К последнему царству — страница 11 из 41

– Так вот моё высочество намерено предложить вашему превосходительству прогулку по лесу.

– Меня ни в коем случае ни кто не должен видеть.

– Я вас умоляю… Во-первых, я предлагаю вам прогуляться в местах весьма безлюдных. Во-вторых, не надо думать, что все французы уже знают русского президента в лицо. А, в-третьих, если кто-то и запомнил вашу внешность по выпускам новостей, он просто подумает, что вы очень похожи на «этого ужасного русского Ставрова». Ни кому и в голову не придет, что здесь может запросто разгуливать сам Ставров.

Они гуляли по лесу, который был так не похож на русский лес. Ставров целый час рассказывал о тех реформах, которые он проводит в России. Константинов слушал, не перебивая, лишь изредка задавая уточняющие вопросы. Потом он сказал:

– Значит, вы не собираетесь восстанавливать старую Россию. Вы создаете невиданное и неслыханное государство, какого ещё ни когда и ни где не было. Впрочем, я поддерживаю ваши начинания. Но ваш популизм мне не близок.

– Вы можете называть это популизмом, ваше высочество, я не возражаю, но, на мой взгляд, это исполнение простейших требований справедливости.

– Справедливость – опасное слово. Во имя справедливости были убиты миллионы людей.
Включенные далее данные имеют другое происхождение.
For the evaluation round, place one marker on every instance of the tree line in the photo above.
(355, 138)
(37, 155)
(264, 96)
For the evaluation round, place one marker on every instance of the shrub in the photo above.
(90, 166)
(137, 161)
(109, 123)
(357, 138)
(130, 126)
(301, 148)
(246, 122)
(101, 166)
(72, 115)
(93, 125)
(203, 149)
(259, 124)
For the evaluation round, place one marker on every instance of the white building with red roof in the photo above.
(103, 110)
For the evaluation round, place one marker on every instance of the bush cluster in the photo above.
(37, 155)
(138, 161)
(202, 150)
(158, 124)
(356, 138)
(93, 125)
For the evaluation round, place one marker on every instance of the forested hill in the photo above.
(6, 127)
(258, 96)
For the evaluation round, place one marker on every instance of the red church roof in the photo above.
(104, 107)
– А я тоже не остановлюсь перед кровью, только пролью её очень мало. Мне придётся поставить к стенке, может быть, и всего-то несколько десятков человек. Или сотен.

– Или тысяч.

– Олег Владимирович, я не допущу массового кровопролития.

– Вас большевиком ешё не называют?

– По несколько раз в день. И мне это очень обидно. Я ненавижу большевизм всеми силами души. Это, пожалуй, единственная большая ненависть в моей жизни. Одна из моих ближайших задач – закончить гражданскую войну. Но не слащавым и фальшивым примирением сторон, а победой белых. Надеюсь, это будет бескровная победа. Или почти бескровная. Большевики пришли к власти под лозунгом социальной справедливости. И всех обманули. А я хочу доказать русским людям, что лозунг социальной справедливости ни как не связан с большевизмом, что нормальная русская власть как раз и обеспечит им ту справедливость, которую обещали, но не дали большевики.
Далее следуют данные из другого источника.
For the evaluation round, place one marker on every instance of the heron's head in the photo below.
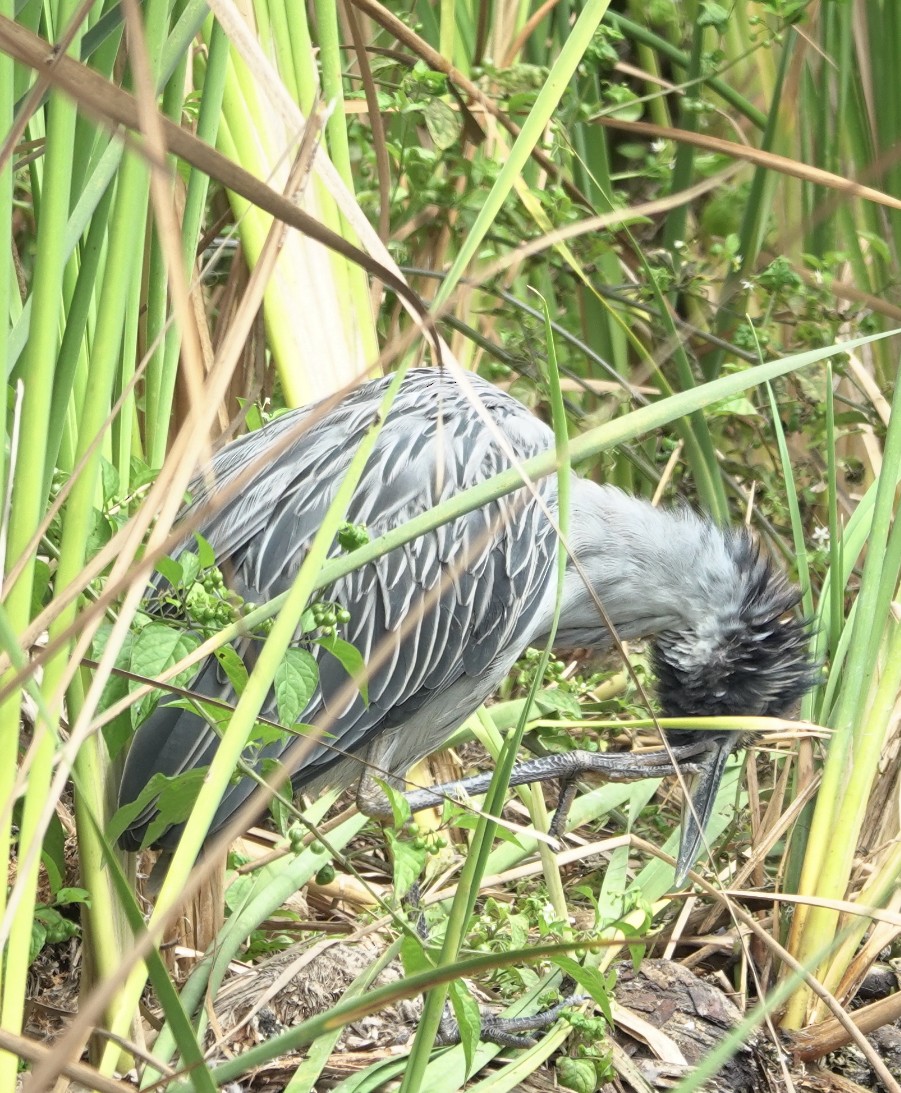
(745, 653)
– Вы хотите заручиться поддержкой народа?

– Я уже имею поддержку народа, и я не хочу её утратить.

– А зачем она вам? Вы же собираетесь уничтожить демократию и на выборы больше не пойдете.

– Власть должна заботиться о народе. В этом её смысл. Заискивать перед народом я не собираюсь. Выполнять разнообразные народные хотелки я не намерен. Но заботиться о народе и следовать его интересам (а не желаниям!) правитель обязан. И народная поддержка любому правителю нужна, потому что не только диктатура, не только монархия, но и самая жестокая тирания не может править поперек народа. Если народ ненавидит власть, а то и вовсе за власть её не считает, если наверху делают то, что не встречает ни какой поддержки внизу, ни какая монархия не возможна.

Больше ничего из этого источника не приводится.